I am trying to build an LSTM model, and use the predicted result as the input to predict the result multiple timesteps away. And got the following error: RuntimeError: Trying to backward through the graph a second time, but the buffers have already been freed. Specify retain_graph=True when calling backward the first time.
I checked this thread link, and it does not work for my case.
The model is built based on the tutorial TRANSLATION WITH A SEQUENCE TO SEQUENCE NETWORK AND ATTENTION link, with “Teacher forcing: Feed the target as the next input”.

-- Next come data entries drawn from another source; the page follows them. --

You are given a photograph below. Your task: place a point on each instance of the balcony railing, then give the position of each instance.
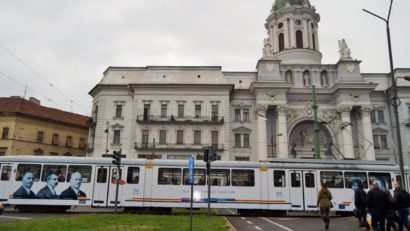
(175, 119)
(174, 146)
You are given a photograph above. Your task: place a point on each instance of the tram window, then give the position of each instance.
(199, 176)
(84, 170)
(220, 177)
(309, 180)
(383, 178)
(23, 169)
(295, 179)
(279, 179)
(170, 176)
(6, 173)
(133, 175)
(332, 179)
(243, 177)
(101, 175)
(59, 170)
(355, 178)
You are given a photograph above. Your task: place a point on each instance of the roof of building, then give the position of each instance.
(30, 108)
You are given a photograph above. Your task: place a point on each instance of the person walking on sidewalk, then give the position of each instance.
(324, 203)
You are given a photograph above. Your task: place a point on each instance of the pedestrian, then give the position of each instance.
(378, 203)
(391, 214)
(360, 202)
(402, 206)
(324, 203)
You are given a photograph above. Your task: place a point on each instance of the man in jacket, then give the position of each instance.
(401, 206)
(378, 203)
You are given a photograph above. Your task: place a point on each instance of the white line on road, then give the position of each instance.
(279, 225)
(18, 218)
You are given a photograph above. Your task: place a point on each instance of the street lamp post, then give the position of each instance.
(394, 101)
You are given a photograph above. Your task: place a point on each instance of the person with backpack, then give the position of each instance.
(402, 199)
(361, 204)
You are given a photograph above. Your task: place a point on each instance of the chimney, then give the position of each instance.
(34, 100)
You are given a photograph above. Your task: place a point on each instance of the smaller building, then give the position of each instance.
(29, 128)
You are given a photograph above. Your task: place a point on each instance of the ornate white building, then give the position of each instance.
(173, 112)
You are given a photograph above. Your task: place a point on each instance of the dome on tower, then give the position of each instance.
(279, 4)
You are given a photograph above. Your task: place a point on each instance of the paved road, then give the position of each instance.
(291, 223)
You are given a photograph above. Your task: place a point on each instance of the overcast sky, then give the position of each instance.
(70, 43)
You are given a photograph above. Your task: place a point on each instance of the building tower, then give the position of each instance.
(293, 32)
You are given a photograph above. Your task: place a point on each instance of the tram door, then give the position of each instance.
(310, 190)
(296, 190)
(104, 187)
(5, 181)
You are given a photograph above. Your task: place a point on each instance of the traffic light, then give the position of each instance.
(206, 155)
(117, 158)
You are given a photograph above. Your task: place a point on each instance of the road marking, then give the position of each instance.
(18, 218)
(279, 225)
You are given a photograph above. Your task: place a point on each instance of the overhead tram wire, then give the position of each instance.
(28, 88)
(41, 77)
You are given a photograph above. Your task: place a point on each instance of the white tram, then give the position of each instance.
(278, 185)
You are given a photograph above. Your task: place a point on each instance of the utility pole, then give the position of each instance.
(315, 124)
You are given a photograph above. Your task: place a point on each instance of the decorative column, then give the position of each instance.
(286, 33)
(305, 34)
(346, 132)
(367, 132)
(282, 133)
(292, 34)
(261, 135)
(275, 40)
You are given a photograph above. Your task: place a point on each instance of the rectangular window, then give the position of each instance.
(237, 140)
(54, 141)
(162, 136)
(295, 179)
(242, 177)
(117, 137)
(380, 116)
(5, 173)
(279, 179)
(69, 141)
(180, 136)
(118, 110)
(198, 110)
(197, 137)
(164, 110)
(237, 114)
(383, 178)
(220, 177)
(133, 175)
(85, 172)
(29, 171)
(102, 175)
(40, 137)
(332, 179)
(214, 139)
(215, 109)
(180, 110)
(309, 180)
(169, 176)
(355, 178)
(246, 114)
(199, 176)
(58, 170)
(246, 140)
(5, 134)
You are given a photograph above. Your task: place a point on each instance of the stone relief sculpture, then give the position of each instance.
(344, 50)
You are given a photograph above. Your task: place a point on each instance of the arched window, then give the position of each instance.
(299, 39)
(281, 42)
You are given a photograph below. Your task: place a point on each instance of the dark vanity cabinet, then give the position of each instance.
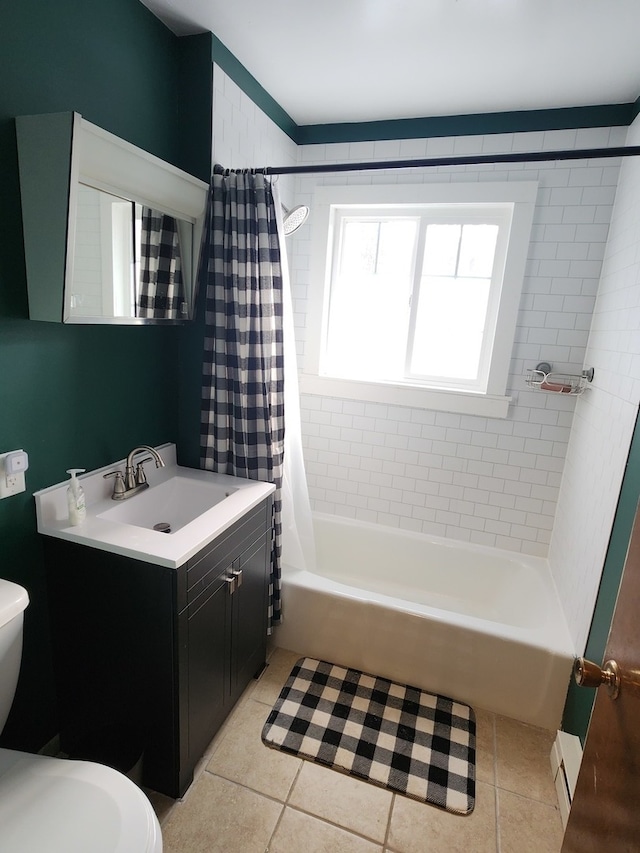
(158, 654)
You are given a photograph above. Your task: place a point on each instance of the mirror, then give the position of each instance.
(112, 234)
(128, 261)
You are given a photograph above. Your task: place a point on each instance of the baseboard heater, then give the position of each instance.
(566, 756)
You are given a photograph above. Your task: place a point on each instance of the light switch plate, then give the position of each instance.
(10, 484)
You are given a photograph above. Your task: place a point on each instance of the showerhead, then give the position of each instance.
(294, 218)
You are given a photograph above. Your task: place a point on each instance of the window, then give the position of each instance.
(415, 293)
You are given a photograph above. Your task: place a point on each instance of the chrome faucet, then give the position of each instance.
(133, 481)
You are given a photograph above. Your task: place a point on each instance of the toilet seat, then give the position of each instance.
(61, 806)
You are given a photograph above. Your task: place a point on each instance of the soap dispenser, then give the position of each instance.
(75, 498)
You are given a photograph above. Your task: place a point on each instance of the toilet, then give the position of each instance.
(54, 804)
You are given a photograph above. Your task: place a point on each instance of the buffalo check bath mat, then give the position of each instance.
(393, 735)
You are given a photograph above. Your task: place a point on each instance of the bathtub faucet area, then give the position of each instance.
(133, 482)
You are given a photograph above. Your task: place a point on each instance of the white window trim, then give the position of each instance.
(495, 403)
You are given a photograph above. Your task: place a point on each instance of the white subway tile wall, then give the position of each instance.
(482, 480)
(245, 137)
(495, 482)
(605, 417)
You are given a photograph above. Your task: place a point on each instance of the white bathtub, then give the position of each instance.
(478, 624)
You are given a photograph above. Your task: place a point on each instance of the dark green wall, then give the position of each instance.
(579, 705)
(75, 396)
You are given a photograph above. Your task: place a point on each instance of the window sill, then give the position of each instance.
(459, 402)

Basically, the pseudocode is the following:
for i in range(epoch):
for j in range(0, X_train.size(0), batch_size):
x, y = getXandY(j)
optimizer.zero_grad()
loss = 0
output = None
for k in range(timeframe_to_be_predicted):
x_input = update_x(output, x, k)
output = model(x_input)
loss += F.mse_loss(output, y)
loss.backward()
optimizer.step()
The main difference between my code and the code on the tutorial is that I am using minibatch and Adam as the optimizer (the code in the tutorial update the parameter by every each epoch).
As my understanding, after optimizer.step()
is called, the parameter was updated and we can start a new computing graph for the next minibatch, so we do not need to set retain_graph=True
in loss.backward()
. But it shows the RuntimeError and because of the memory limitation, loss.backward(retain_graph=True)
is not a good idea as well.
I also tried another method that collects the loss of each timestep. The code is the following. It does not work as well.
loss = []
output = None
for k in range(timeframe_to_be_predicted):
x_input = update_x(output, x, k)
output = model(x_input)
loss.append(F.mse_loss(output, y))
for k in range(len(loss)):
if k == timeframe_to_be_predicted - 1:
loss[k].backward()
else:
loss[k].backward(retain_graph=True)
optimizer.step()
Do you guys have any suggestion on this issue?